Many believe that Congress will again pass a short-term pay-fix before attempting a permanent repeal of the Medicare Sustainable Growth Rate (SGR). The temp fix passed last year expires on March 31, 2015. There are reports, however, that House and Senate leaderships are currently discussing a way to implement a permanent pay-fix before the March expiration date. Not addressing or postponing the SGR would result in a 21% reduction in Medicare payments for physicians as of April 1, 2015.
In late January, the House Energy and Commerce Health Subcommittee held a two-day hearing to discuss Medicare reform and how to build upon last year’s SGR replacement bill. That bill passed the House but died in the Senate. The sticking point,as always, was disagreement as to how to pay for it. Both Democrats and Republicans agree that the SGR formula must be fixed but they continue to disagree on how to responsibly pay for SGR reform in a way that can pass both Houses of Congress and be signed by the President. It is estimated that the costs to offset the SGR is approximately $140 billion.

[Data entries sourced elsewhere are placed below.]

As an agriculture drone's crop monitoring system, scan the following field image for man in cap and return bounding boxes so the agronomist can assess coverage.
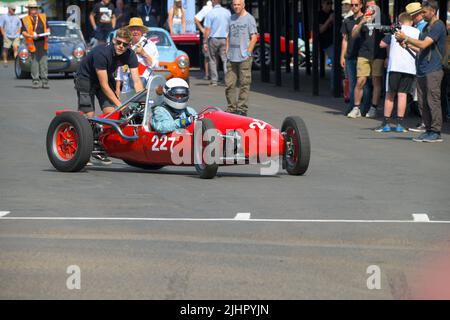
[22,0,50,89]
[405,2,427,32]
[116,17,159,96]
[405,2,427,133]
[0,3,22,67]
[395,0,447,142]
[89,0,116,44]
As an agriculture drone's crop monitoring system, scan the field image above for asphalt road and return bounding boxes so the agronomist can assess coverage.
[0,66,450,299]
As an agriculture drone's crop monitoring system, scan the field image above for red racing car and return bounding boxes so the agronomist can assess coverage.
[46,76,310,179]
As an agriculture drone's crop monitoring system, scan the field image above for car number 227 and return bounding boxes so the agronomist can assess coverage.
[152,134,177,152]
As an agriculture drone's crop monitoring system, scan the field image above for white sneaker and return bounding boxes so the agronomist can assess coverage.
[366,107,377,118]
[347,107,361,119]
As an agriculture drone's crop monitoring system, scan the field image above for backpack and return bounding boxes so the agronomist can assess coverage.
[425,19,450,74]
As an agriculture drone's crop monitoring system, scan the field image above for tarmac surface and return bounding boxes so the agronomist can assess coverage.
[0,65,450,300]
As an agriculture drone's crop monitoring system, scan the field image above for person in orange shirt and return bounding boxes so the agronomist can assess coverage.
[22,0,50,89]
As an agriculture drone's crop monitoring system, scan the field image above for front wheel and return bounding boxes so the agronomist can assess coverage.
[47,112,94,172]
[281,117,311,176]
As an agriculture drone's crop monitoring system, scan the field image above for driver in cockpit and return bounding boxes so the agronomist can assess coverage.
[152,78,197,133]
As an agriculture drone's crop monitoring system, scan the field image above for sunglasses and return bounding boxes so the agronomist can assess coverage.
[116,39,130,48]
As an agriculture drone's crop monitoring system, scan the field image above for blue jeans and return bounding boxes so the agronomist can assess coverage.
[345,59,372,110]
[323,45,334,91]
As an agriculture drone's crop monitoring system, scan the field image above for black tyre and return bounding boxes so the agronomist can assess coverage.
[14,57,31,79]
[253,42,270,69]
[281,117,311,176]
[193,118,219,179]
[122,159,164,170]
[47,112,94,172]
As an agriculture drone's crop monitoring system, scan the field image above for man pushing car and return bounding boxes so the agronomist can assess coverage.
[75,28,144,163]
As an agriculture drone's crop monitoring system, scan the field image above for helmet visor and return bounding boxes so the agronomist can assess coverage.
[166,87,189,103]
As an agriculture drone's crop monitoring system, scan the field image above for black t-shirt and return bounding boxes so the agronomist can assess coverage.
[319,10,333,49]
[92,1,114,30]
[358,15,391,60]
[20,16,48,52]
[341,16,362,59]
[77,44,138,86]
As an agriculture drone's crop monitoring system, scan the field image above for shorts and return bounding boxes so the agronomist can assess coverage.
[74,78,114,113]
[386,72,416,93]
[202,45,209,61]
[356,57,384,77]
[3,37,20,49]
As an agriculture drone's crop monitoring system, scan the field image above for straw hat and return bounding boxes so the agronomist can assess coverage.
[25,0,41,8]
[127,17,148,33]
[406,2,422,16]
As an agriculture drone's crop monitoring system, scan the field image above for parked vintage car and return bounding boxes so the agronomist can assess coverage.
[14,21,87,79]
[108,28,190,82]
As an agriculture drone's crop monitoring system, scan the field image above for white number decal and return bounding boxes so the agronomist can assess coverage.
[152,135,177,152]
[169,137,177,152]
[159,135,167,151]
[249,119,267,130]
[152,136,159,151]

The next two weeks will be telling as the House will be in session through March 26 and the Senate through March 27. Given the tight timeframe, it seems increasingly unlikely that the permanent SGR reduction will be in place as of April 1. A more likely scenario is that another temporary fix will be passed to give the House and Senate even more time to identify and agree on the offsets necessary to pay for a SGR fix. To keep focus on the issue, the next deadline may not be 2016, but September 2015. What is not likely is that Congress allows the severe reduction in physician reimbursement starting in 2 weeks.